My concern with it is that a "submit quiz" command and a "select answer" command could be fired in rapid succession, causing an answer to be selected on an already submitted quiz. My intuition is that the application-level validation I showed above won't necessarily prevent this from happening.
TL;DR: Will an application-level check on a separate aggregate work in an asynchronous environment or will I be forced to include all three entities in a single aggregate?
Upvotes: 2
Views: 277
Reputation: 21769
This single statement
Each answer belongs to only one question and each question belongs to only one quiz.
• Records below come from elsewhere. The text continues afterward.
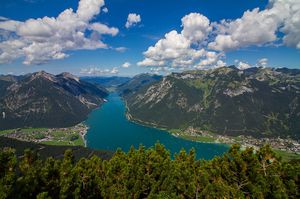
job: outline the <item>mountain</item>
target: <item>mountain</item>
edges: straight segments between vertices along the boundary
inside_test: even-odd
[[[161,78],[162,78],[162,76],[148,74],[148,73],[136,75],[129,81],[119,85],[117,87],[117,91],[121,95],[128,96],[128,95],[131,95],[134,92],[140,90],[144,86],[147,86],[153,82],[160,80]]]
[[[124,95],[133,120],[168,129],[300,138],[300,70],[234,66],[172,73]]]
[[[49,157],[62,159],[64,157],[64,152],[68,149],[72,150],[75,160],[79,160],[80,158],[90,158],[94,155],[106,160],[110,159],[113,155],[112,151],[90,149],[83,146],[54,146],[34,142],[25,142],[0,136],[0,151],[11,147],[15,149],[15,153],[18,158],[23,157],[26,149],[37,152],[41,159],[47,159]]]
[[[67,127],[104,102],[103,87],[70,73],[0,76],[0,129]]]
[[[130,80],[130,77],[81,77],[81,80],[90,82],[90,83],[96,83],[100,84],[101,86],[105,88],[110,87],[117,87],[121,84],[124,84],[125,82],[128,82]]]

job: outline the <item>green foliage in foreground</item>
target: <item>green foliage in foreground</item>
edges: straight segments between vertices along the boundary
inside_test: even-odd
[[[238,145],[222,157],[195,160],[181,151],[174,159],[162,145],[116,151],[74,162],[43,161],[25,151],[0,152],[0,198],[299,198],[300,162],[283,162],[269,146],[254,152]]]

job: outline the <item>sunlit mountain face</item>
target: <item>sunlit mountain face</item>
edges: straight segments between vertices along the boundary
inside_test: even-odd
[[[0,198],[299,198],[300,0],[1,0]]]

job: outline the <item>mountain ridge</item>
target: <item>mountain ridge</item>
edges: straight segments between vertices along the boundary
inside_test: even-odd
[[[169,129],[299,139],[299,71],[234,66],[186,71],[123,96],[133,119]]]
[[[0,129],[72,126],[83,121],[108,94],[99,85],[70,73],[39,71],[3,77],[0,81],[6,83],[0,87]]]

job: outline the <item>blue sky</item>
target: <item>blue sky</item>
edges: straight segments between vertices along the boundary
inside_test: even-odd
[[[83,3],[88,4],[93,0],[81,1],[86,1]],[[84,21],[85,28],[77,26],[74,31],[83,32],[86,38],[92,38],[91,42],[101,41],[106,45],[105,48],[100,47],[102,45],[100,43],[96,47],[90,43],[84,44],[85,47],[80,46],[83,45],[83,40],[74,39],[72,31],[64,37],[45,36],[41,32],[41,28],[44,27],[41,23],[46,23],[46,20],[39,21],[38,25],[23,24],[26,20],[36,20],[45,16],[55,19],[69,8],[73,9],[73,13],[78,14],[78,0],[1,0],[0,54],[4,52],[7,54],[0,56],[0,73],[23,74],[46,70],[55,74],[68,71],[77,75],[132,76],[149,71],[161,73],[210,68],[218,64],[236,64],[242,68],[259,64],[270,67],[300,68],[300,42],[298,38],[293,37],[299,26],[296,25],[296,28],[293,28],[294,26],[290,25],[292,22],[288,21],[295,17],[293,13],[297,14],[299,11],[291,11],[290,15],[283,16],[282,11],[278,10],[278,7],[282,7],[280,3],[288,4],[292,9],[293,4],[296,4],[293,0],[286,2],[281,0],[272,0],[272,2],[268,0],[106,0],[105,5],[102,5],[102,0],[95,1],[98,1],[95,5],[100,5],[98,6],[100,13],[97,12],[97,8],[92,7],[87,8],[87,11],[83,10],[84,13],[88,13],[91,9],[95,9],[94,12],[91,11],[88,19],[84,18],[85,16],[79,17]],[[103,8],[107,8],[108,12],[104,12]],[[259,8],[259,11],[253,11],[255,8]],[[247,10],[250,16],[242,18]],[[275,14],[270,19],[269,13],[271,12]],[[126,28],[125,23],[130,13],[139,15],[140,20],[136,23],[133,21],[132,25]],[[191,25],[187,22],[183,25],[182,18],[185,16],[187,16],[187,21],[199,21],[199,23]],[[271,28],[262,25],[260,29],[260,26],[257,26],[258,34],[249,33],[249,38],[257,37],[257,39],[244,39],[249,21],[259,17],[261,17],[260,23],[271,23]],[[201,23],[204,23],[206,19],[209,21],[208,26],[202,26]],[[224,19],[227,21],[221,23]],[[102,29],[97,31],[91,28],[93,23],[104,24],[107,27],[105,30],[109,33],[107,31],[104,33]],[[255,23],[253,24],[253,28],[256,29]],[[46,25],[49,25],[48,22]],[[53,34],[61,33],[62,27],[57,27],[61,30],[56,30],[56,27],[53,25],[49,30]],[[203,30],[203,27],[207,30]],[[33,32],[34,28],[36,28],[35,32]],[[186,33],[181,32],[184,28],[186,28]],[[199,30],[202,28],[204,36],[194,38],[193,35],[196,35],[196,32],[193,33],[193,31],[198,31],[197,28]],[[272,37],[273,32],[265,34],[263,33],[266,32],[265,28],[268,30],[274,28],[276,38],[268,38],[269,35]],[[238,34],[235,29],[240,30],[241,33]],[[165,37],[165,34],[172,31],[176,32],[170,34],[168,38]],[[220,38],[224,35],[226,38],[230,36],[231,43],[224,43],[224,40],[218,43],[219,41],[216,41],[218,35]],[[283,39],[286,35],[287,38]],[[66,47],[67,44],[63,43],[67,42],[68,38],[76,44]],[[181,47],[173,45],[176,38],[182,38],[182,44],[188,46],[178,49]],[[22,45],[20,44],[22,47],[16,50],[17,55],[11,56],[15,52],[13,40],[22,42]],[[159,40],[162,40],[161,44]],[[6,42],[5,45],[3,42]],[[52,49],[51,44],[55,42],[57,42],[57,47]],[[41,45],[33,49],[33,43]],[[154,47],[151,52],[148,51],[150,46]],[[118,50],[120,47],[126,50],[120,52]],[[52,50],[47,50],[48,48]],[[204,51],[200,52],[201,49]],[[170,50],[172,58],[162,55],[166,50]],[[143,55],[143,52],[147,51],[148,53]],[[186,52],[202,54],[198,57],[194,54],[186,54]],[[148,61],[142,62],[146,58]],[[181,65],[178,64],[179,61],[188,61],[188,64]],[[127,64],[129,67],[122,67],[125,62],[130,63]],[[140,64],[137,64],[138,62]],[[147,63],[150,63],[149,66]]]

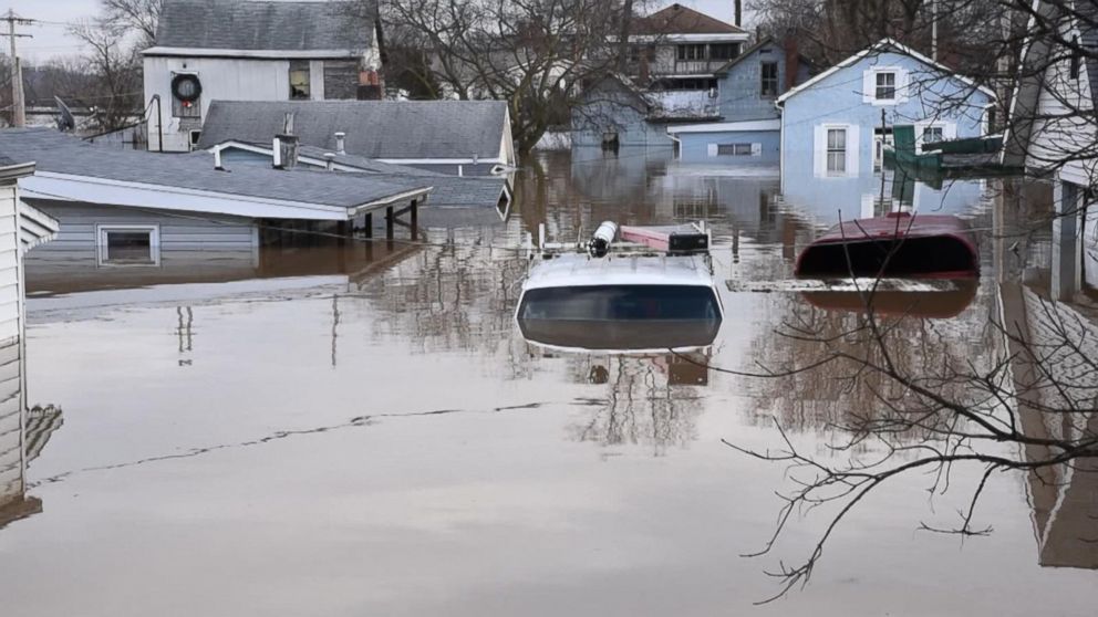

renders the entire rest of the question moot. The answer is that you'd use a single aggregate in your domain model.
How you deal with database contention is a separate, albeit important, concern that could perhaps be remedied by using a document database where the document is the aggregate root and its children.
My answer would be different if your domain was richer.
For example, you could have a Question aggregate with a list of Answer and a ValidAnswer. If you randomly generated a Quiz and selected from a list of Question aggregates, then you'd have a Quiz aggregate with a list of QuizQuestion (or QuesionReference or some such) as children. Thus your Quiz aggregate references (not owned/separate aggregate) Questions through an (owned/value object) QuestionReference. In this scenario, you're safe from some contention because you're still updating the Quiz aggregate, and not the Question aggregates.
Dealing with click-happy 😀 users
Your domain model in either case must check that answer selection can't occur after quiz submission. That's logic on your Quiz aggregate.
Now, that said your concern that a race condition could occur is valid. The simple model is easy; a single aggregate to a single transaction or single document naturally prevents the race condition; just use normal db concurrency options. But, the two-aggregate model does too! Why? You're still updating only the Quiz aggregate. The Question aggregates are referenced, and don't change (well at least in quiz-answering context).
Finally, in all of the above, Answer does not seem like a separate aggregate or entity. How can an Answer mean anything without being tied to a Question? Maybe in Jeopardy!?